UNION CONFÉDÉRALE CFDT DES RETRAITÉS

Notre activité


Le 1er mai doit rester férié !


Dans un communiqué commun, les organisations syndicales (CFDT, CGT, FO, CFE-CGC, CFTC, UNSA, Solidaires, FSU) appellent les députés à préserver le 1er mai comme un jour férié, chômé et commun à toutes et tous.

Le 22 janvier, l’Assemblée nationale doit se prononcer sur une proposition de loi visant à autoriser le travail le 1er mai, seule journée fériée obligatoirement chômée et payée. Adopté au Sénat avec le soutien du gouvernement de l’époque, ce texte élargirait les dérogations existantes à de nombreux secteurs, au détriment des salarié·es et des petits commerces indépendants.

Cette remise en cause créerait une brèche dangereuse : comme pour le travail du dimanche, les dérogations risqueraient de s’étendre progressivement, faisant disparaître le repos garanti, les majorations salariales et le caractère réellement volontaire du travail, particulièrement dans les petites entreprises.

Le 1er mai a aussi une portée historique et symbolique forte, commémorant plus d’un siècle de luttes sociales et les combats pour les droits des travailleurs, notamment en mémoire des événements de Fourmies en 1891. Remettre en cause ce jour, c’est remettre en cause cet héritage.
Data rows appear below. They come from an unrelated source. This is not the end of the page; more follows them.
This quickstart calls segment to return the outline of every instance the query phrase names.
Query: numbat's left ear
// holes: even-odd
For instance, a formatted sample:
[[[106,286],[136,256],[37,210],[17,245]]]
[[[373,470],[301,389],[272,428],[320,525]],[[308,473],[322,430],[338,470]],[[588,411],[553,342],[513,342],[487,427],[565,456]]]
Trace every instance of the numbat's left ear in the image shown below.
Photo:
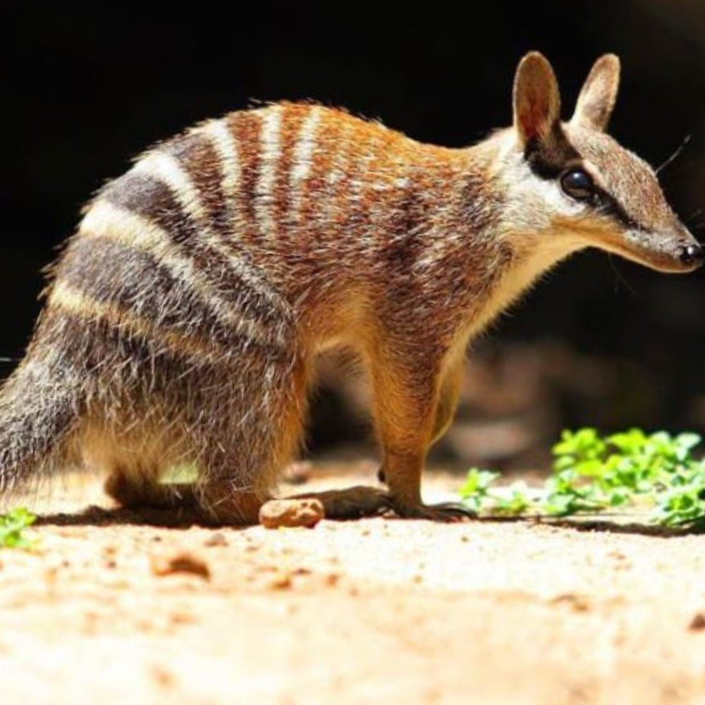
[[[617,100],[619,73],[619,57],[613,54],[594,63],[578,96],[572,123],[604,132]]]
[[[514,127],[523,146],[544,142],[560,119],[560,94],[548,59],[529,51],[514,77]]]

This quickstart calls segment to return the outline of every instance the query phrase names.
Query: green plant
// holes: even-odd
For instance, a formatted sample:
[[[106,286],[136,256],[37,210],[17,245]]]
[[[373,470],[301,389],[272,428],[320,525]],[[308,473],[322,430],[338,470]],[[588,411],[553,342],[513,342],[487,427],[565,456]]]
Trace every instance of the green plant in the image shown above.
[[[24,507],[0,514],[0,548],[31,548],[35,541],[26,536],[24,529],[34,524],[36,518]]]
[[[479,513],[568,516],[640,507],[657,523],[705,525],[705,460],[693,453],[700,441],[697,434],[639,429],[606,436],[591,428],[564,431],[540,489],[496,487],[498,473],[473,468],[460,495]]]

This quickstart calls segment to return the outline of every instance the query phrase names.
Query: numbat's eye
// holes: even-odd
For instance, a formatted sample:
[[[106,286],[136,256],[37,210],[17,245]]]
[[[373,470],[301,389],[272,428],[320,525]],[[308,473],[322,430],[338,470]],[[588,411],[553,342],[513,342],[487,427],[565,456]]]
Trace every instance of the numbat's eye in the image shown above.
[[[595,192],[592,177],[583,169],[570,169],[560,177],[560,187],[571,197],[584,201]]]

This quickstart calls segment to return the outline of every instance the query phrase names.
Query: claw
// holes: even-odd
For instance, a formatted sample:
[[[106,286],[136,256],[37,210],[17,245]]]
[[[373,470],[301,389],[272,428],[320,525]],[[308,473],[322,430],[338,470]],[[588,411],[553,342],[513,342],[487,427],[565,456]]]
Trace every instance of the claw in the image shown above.
[[[474,519],[477,515],[472,509],[459,502],[443,502],[441,504],[420,504],[403,507],[393,504],[396,514],[405,519],[428,519],[434,522],[460,522]]]

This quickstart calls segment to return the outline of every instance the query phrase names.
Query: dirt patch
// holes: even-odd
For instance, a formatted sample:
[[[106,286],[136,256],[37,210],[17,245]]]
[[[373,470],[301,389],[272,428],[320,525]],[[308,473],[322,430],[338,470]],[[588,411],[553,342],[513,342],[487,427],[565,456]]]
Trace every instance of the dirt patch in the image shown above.
[[[307,489],[369,482],[372,468],[317,468]],[[458,483],[429,479],[439,498]],[[109,507],[80,489],[44,507],[39,552],[0,553],[3,702],[705,699],[705,537],[59,513]]]

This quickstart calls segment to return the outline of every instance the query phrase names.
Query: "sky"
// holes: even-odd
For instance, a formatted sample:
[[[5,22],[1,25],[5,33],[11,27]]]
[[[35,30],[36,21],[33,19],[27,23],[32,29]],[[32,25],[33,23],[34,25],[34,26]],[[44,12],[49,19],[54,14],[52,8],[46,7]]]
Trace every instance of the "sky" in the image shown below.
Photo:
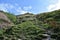
[[[0,0],[0,10],[15,15],[38,14],[60,9],[60,0]]]

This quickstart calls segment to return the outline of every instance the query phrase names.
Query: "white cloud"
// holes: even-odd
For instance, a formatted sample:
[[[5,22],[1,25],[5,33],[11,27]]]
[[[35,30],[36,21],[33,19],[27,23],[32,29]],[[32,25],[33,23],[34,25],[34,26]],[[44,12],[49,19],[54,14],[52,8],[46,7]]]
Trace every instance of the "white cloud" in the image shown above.
[[[26,6],[26,7],[23,7],[24,10],[31,10],[32,9],[32,6]]]
[[[47,7],[47,10],[48,10],[48,11],[53,11],[53,10],[58,10],[58,9],[60,9],[60,0],[56,0],[55,3],[50,4],[50,5]]]
[[[8,9],[12,9],[12,8],[14,8],[14,6],[11,4],[5,4],[5,3],[0,4],[0,10],[3,10],[5,12],[8,12]]]
[[[14,11],[15,15],[27,13],[27,12],[29,12],[28,10],[30,10],[30,9],[32,9],[31,6],[21,8],[16,3],[15,3],[15,5],[8,4],[8,3],[0,3],[0,10],[3,10],[5,12]]]

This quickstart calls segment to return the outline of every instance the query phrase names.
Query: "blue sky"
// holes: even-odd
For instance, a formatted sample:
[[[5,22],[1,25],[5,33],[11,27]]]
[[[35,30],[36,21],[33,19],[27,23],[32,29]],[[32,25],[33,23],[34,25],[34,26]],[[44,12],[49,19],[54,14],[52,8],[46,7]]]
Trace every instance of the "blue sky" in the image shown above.
[[[60,9],[60,0],[0,0],[0,10],[15,15],[42,13]]]

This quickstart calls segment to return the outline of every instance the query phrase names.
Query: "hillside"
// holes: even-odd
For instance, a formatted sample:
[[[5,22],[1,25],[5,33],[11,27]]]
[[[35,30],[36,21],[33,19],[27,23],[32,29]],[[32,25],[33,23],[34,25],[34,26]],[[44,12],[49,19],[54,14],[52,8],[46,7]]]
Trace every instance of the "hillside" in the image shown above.
[[[14,26],[8,25],[10,28],[0,30],[1,40],[60,40],[60,10],[36,15],[0,11],[0,24],[3,23]]]

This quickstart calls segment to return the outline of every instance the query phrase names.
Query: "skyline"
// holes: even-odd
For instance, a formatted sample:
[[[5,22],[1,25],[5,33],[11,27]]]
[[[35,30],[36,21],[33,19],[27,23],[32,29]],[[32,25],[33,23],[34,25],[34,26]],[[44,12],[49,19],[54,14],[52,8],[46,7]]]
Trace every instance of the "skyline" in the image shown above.
[[[60,9],[60,0],[0,0],[0,10],[15,15],[30,13],[50,12]]]

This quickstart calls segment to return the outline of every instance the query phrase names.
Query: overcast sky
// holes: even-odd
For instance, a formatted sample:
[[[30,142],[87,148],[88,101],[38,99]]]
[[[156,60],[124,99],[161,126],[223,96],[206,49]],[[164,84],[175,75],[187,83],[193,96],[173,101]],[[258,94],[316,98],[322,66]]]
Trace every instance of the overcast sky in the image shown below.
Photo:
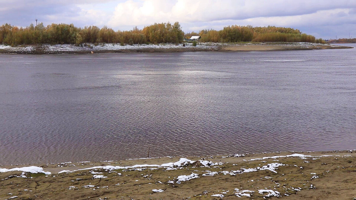
[[[292,27],[324,39],[356,37],[356,0],[0,0],[0,24],[35,19],[115,31],[180,23],[185,32],[232,25]]]

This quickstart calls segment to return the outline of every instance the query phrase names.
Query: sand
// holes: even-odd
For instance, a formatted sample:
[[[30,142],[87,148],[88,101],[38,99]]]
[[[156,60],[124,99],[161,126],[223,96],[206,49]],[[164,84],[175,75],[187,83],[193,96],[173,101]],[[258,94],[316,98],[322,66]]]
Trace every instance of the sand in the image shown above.
[[[295,153],[305,156],[285,157]],[[176,162],[180,157],[35,165],[52,174],[0,173],[0,199],[14,196],[23,199],[220,199],[222,197],[217,196],[222,195],[223,199],[239,199],[237,195],[243,199],[253,199],[356,198],[356,150],[239,156],[188,157],[192,161],[201,160],[205,163],[209,161],[215,164],[205,166],[199,161],[192,161],[184,166],[172,168],[138,166],[127,169],[115,169],[112,167],[108,170],[100,168],[78,170],[95,166],[107,169],[105,166],[108,165],[160,165]],[[263,159],[274,156],[278,157]],[[63,170],[72,172],[58,173]],[[218,173],[214,174],[214,172]],[[208,173],[214,175],[203,175]],[[22,174],[27,178],[16,177]],[[93,178],[97,175],[105,178]],[[179,178],[189,177],[196,178],[179,184]],[[163,191],[155,192],[152,190]],[[259,193],[259,190],[266,190]],[[244,191],[246,190],[253,192]],[[273,194],[271,191],[279,196],[267,196]],[[241,196],[249,194],[251,197]]]
[[[119,44],[88,44],[83,46],[72,44],[43,44],[11,47],[0,45],[0,53],[92,53],[135,52],[180,52],[192,51],[244,51],[349,48],[352,47],[307,42],[255,42],[242,43],[199,43],[196,46],[188,43],[134,44],[121,46]]]

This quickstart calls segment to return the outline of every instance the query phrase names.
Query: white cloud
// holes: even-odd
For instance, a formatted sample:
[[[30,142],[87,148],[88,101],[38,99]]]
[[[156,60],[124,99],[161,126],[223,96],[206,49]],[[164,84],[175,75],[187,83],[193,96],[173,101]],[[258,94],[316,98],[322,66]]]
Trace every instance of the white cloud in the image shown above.
[[[45,24],[107,25],[115,30],[178,21],[185,31],[233,24],[271,25],[326,37],[337,32],[356,36],[352,32],[356,32],[354,0],[0,0],[0,23],[21,26],[28,25],[35,14]]]

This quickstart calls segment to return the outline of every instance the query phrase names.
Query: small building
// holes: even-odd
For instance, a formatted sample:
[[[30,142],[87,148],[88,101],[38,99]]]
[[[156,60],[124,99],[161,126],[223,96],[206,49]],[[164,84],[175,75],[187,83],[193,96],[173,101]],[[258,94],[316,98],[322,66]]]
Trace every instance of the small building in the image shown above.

Malgré quelques modifications obtenues grâce aux alertes syndicales, le texte reste un recul social majeur. Les organisations syndicales (CFDT, CGT, FO, CFE-CGC, CFTC, UNSA, Solidaires, FSU) appellent donc les député·es à rejeter cette proposition et à préserver le 1er mai comme un jour férié, chômé et commun à toutes et tous.